While I settled into a seat near the middle, the driver warned a dozen or so of my busmates in the back to settle down.
By the time we'd made it to the Steel Bridge, these impossible-to-ignore urchins dissed a half-dozen strangers on the bus, in addition to taunting passersby through the windows.
I tried to ignore the ruckus, as they were just kids, after all. Then something came whizzing by my head. "It was a piece of candy," the guy next to me said.
I sat in my seat and waited, dreading what I knew would happen next. I knew, somehow, that I would become the next target for this pint-sized pack.
I didn't have to wait long. About three seconds later, something shiny sailed right by my ear. Not candy this time but metal, which caused me to shoot out of my seat and shout: "They're throwing bolts!"
At the Rose Garden, our driver threw the entire group of white/black, male/female, big/little kids right off the bus.
"You little assholes," I said as they exited. "Who the fuck do you think are? You're nothing but punks." A couple of them pounded on a window, trying to freak me out, but as I sat there waiting for the bus to move, I started thinking about why I had gotten so pissed off.
I understand I shouldn't shout obscenities at anyone, let alone children. But I couldn't help myself. I was Michael Douglas in Falling Down. I was Sally Fields in Norma Rae. I was Peter Finch in Network: "I'm mad as hell, and not going to take it anymore."
Now I'll never understand the real reason why these punks decided to pick on me. I do know that for most of my childhood, and a good part of my adult life, I've been treated as if I had an invisible "kick me" sign posted on my butt. Maybe I look like an easy mark. Maybe I'm too short. Maybe I look too gay or simply too whatever.

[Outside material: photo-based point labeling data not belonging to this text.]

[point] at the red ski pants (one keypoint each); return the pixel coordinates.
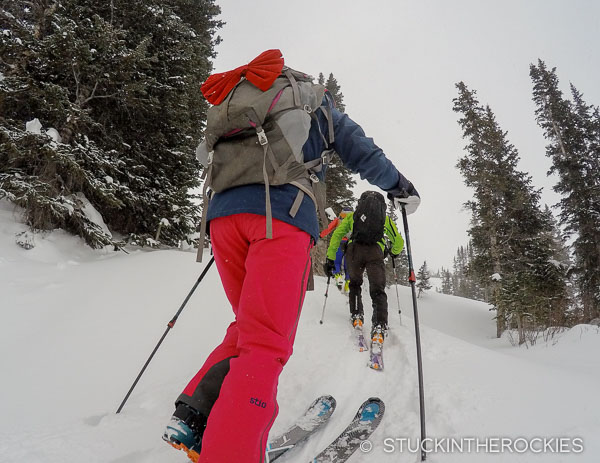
(265, 281)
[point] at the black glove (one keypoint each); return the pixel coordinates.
(403, 189)
(329, 267)
(405, 196)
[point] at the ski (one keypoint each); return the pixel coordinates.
(315, 416)
(367, 419)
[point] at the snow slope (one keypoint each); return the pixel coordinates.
(78, 325)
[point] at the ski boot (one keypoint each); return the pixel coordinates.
(339, 281)
(378, 333)
(185, 430)
(357, 322)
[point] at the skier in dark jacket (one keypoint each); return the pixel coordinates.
(225, 412)
(369, 257)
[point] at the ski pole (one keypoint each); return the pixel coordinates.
(325, 303)
(412, 279)
(170, 325)
(396, 284)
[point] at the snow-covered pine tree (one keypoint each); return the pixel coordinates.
(338, 179)
(423, 279)
(573, 130)
(446, 276)
(112, 93)
(509, 232)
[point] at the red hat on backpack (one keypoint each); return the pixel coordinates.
(261, 71)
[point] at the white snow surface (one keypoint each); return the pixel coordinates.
(78, 325)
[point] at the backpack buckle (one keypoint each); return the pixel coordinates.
(262, 137)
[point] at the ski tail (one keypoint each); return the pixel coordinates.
(317, 414)
(365, 422)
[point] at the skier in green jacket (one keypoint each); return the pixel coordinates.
(362, 256)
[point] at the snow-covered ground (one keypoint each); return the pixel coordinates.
(78, 324)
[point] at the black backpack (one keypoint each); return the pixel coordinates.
(369, 218)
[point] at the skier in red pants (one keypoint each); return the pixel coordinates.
(226, 411)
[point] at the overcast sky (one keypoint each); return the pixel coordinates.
(397, 62)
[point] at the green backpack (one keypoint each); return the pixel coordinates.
(257, 137)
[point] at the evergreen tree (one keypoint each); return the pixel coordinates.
(446, 276)
(339, 179)
(573, 131)
(512, 251)
(115, 88)
(423, 279)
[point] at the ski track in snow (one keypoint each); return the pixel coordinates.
(79, 324)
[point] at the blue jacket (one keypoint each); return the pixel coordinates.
(358, 153)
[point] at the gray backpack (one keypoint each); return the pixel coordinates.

For the past three years, as I've developed a voice in this column, I think I've begun to change, begun to think I have a right to make a claim. As I've learned to speak out, I've realized I want to have a voice on the street, too, and on the bus. I want more than just a ride home. I want respect.
As a gay man, that's hard to come by. No matter how much we've been accepted in the media, queers are still easy targets. I can't tell you how many times I've heard the word "faggot" on the bus--and that's never expressed in a good way.
I'm not interested in taking it anymore, not from a bunch of kids or anybody else. I want to ride the bus in peace, not pieces, and if that means I have to get all Rosa Parks on someone's ass--well, I say, bring it on.
What if I see those kids on the bus again? I'll simply ignore them--like always. But if they get in my face, I will get in theirs. In choosing to stand up for myself, I realize I'm making the same claim as anyone else who has lived outside the mainstream of society and been bullied long enough to get angry.
I want to help myself by living my life without fear or des-pair. That's the only right thing to do--gay or straight.